主なテナントを固めてから着工するのがアメリカでの基本

 アメリカでは(他の多くの経済成熟国でもそうなのですが)、オフィスビルは「主なテナントを固めてから着工する」のが王道です。テナント未確定のうちに着工するのは「スペキュラティブ・インベストメント(投機的投資、博打的投資)」と呼ばれるほどです。

 

 これには不動産融資の慣行が大きく絡んでいます。アメリカの商業不動産は多くの場合、プロジェクト専用のペーパー子会社(SPC)を設立し、資金はその子会社が借り入れる形を取ります。
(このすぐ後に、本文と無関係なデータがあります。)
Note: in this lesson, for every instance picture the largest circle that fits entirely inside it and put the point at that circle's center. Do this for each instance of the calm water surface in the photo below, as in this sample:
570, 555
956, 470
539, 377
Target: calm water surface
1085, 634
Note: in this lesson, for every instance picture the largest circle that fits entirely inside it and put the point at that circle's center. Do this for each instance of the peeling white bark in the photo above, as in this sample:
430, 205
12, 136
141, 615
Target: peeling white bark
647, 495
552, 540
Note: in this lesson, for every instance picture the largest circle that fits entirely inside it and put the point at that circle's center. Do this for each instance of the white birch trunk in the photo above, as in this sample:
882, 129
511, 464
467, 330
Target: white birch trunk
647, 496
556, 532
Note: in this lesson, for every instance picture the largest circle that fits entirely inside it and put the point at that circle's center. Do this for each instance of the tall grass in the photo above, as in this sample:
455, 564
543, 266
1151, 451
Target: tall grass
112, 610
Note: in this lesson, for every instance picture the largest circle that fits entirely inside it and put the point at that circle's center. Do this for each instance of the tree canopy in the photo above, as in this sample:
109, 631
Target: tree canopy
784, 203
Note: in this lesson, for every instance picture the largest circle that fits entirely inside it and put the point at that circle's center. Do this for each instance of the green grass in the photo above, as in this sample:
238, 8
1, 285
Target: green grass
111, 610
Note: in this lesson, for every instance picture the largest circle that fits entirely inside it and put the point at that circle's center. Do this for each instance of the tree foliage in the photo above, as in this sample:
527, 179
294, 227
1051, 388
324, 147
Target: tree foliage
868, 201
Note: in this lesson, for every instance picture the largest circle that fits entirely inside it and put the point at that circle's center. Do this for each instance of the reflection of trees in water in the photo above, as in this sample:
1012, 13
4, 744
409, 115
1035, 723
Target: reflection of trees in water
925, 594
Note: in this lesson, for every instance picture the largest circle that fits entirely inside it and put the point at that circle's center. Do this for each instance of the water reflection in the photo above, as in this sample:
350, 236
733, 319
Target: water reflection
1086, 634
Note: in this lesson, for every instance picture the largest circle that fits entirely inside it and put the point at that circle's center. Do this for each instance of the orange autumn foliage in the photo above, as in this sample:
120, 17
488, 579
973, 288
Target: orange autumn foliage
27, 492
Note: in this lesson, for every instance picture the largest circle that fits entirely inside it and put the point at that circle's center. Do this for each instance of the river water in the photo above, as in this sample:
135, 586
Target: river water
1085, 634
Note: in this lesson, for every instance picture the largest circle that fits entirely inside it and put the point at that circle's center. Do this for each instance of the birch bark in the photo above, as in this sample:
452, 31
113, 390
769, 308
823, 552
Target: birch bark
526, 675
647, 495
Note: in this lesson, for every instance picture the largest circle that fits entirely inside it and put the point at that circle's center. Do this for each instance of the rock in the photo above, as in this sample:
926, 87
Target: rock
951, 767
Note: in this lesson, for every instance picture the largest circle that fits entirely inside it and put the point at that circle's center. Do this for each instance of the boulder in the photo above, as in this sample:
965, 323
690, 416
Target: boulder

ビルからの収入だけでは銀行への返済が出来ない事態に陥った場合、親会社はその当該子会社を倒産させ、その結果、ビルの所有権は銀行に移ります。そして親会社にはそれ以上の返済を求められないのです。この「それ以上の返済を求められない」事を「ノン・リコース(非遡求)」と言い、このようなローンを「モーゲージ・ローン」と呼びます。日本の「不動産担保融資」とは別物です。

 

 ちなみにノン・リコースローンで史上最大の踏み倒しを行った不動産会社は、カナダのデベ最大手、オリンピア・ヨークです。同社はロンドンのカナリー・ウォーフ(ドッグランド再開発)プロジェクトで大失敗をし、1992年、当時のレートで約1兆円を踏み倒しました。

 

 アメリカでは「スペキュラティブ・インベストメント」は主にニューヨークとサンフランシスコで見られ、特に前者で近年、これが盛んです。しかし一部のプロジェクトは竣工後もかなりの空室を抱えるようになりました。代表例はワン・ワールドトレードセンターです。部分オープン後6ヶ月経った時点でまだオフィス部分の3分の1が空室で、今後のテナント付けの展望が見えません。同ビルはアルカイダによる同時多発テロで倒壊したワールド・トレードセンター跡地に建てられた、高さが541mとアメリカを含む西半球で一番背が高いビルです。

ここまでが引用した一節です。